Movement Happens in a two step dance

We are taught to think of motion as simple.

An apple falls because of gravity.
A planet orbits because spacetime is curved.
A particle follows the path that minimises the action.

In each case, the story is the same, it follows the laws of nature.

But there is something quietly missing from that picture.

At any moment, the present state of the world does not know a single future. The future is underdetermined.

So how does motion ever stabilise into a smooth trajectory?

Why doesn’t the apple jitter between multiple admissible futures?


The usual answer is that the actual path is the one that minimises the action. Out of all the possible trajectories, the system follows the best one.

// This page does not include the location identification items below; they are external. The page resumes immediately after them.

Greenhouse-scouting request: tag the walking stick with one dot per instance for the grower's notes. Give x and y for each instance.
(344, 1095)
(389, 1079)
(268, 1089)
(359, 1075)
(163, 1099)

But that assumes something extraordinary: that all possible paths are somehow available for comparison, and that one is selected.

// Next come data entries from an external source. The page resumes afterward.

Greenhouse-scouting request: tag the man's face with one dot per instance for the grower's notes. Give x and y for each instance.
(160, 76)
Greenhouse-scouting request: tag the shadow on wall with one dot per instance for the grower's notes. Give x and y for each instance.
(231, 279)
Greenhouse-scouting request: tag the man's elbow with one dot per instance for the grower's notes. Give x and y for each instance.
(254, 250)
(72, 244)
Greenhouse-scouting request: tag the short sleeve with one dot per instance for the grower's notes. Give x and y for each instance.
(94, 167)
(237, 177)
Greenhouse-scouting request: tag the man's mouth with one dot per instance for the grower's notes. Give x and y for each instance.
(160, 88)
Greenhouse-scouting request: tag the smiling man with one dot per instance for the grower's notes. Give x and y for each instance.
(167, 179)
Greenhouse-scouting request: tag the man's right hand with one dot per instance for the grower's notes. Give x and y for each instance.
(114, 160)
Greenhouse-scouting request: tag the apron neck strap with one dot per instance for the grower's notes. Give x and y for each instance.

It quietly assumes that the trajectory already exists as a globally evaluable object.

Real physical processes cannot do this. They operate locally, incrementally, with finite information. The universe cannot step outside itself, survey all futures, and choose the optimal one.

So movement must happen differently.


What if motion unfolds in two steps?

  1. Projection:
    The system commits to a locally compatible continuation of its current state. Not the best one — just one that does not immediately violate its relational constraints.
  2. Accommodation:
    Future updates must now remain compatible with that prior commitment. They cannot start from scratch. They must grow around what has already happened.

Once the first step is taken, the second step follows automatically: the history of commitments begins to constrain what can come next.

Each new moment must remain compatible with the last.


A trajectory is therefore not selected in advance.

It is stabilised over time.

Smooth motion emerges not because the system has found the optimal path, but because it cannot afford to reconsider all possibilities at every step. The cost of abandoning prior commitments grows as they accumulate.

Inertia, on this view, is not simply resistance to change.

It is the persistence of unfinished consistency.

A moving object continues along its path because each new update must remain compatible with a growing history that cannot be undone.


We often describe motion as the unfolding of a law.

But it may be closer to the progressive stabilisation of a commitment.

The apple falls not because it knows where to go, nor because the best path has been chosen in advance, but because once a locally compatible future is projected, the rest of reality must accommodate it.

Movement may not be a single step from cause to effect.

It may be a two-step negotiation between what is possible now and what must remain compatible later.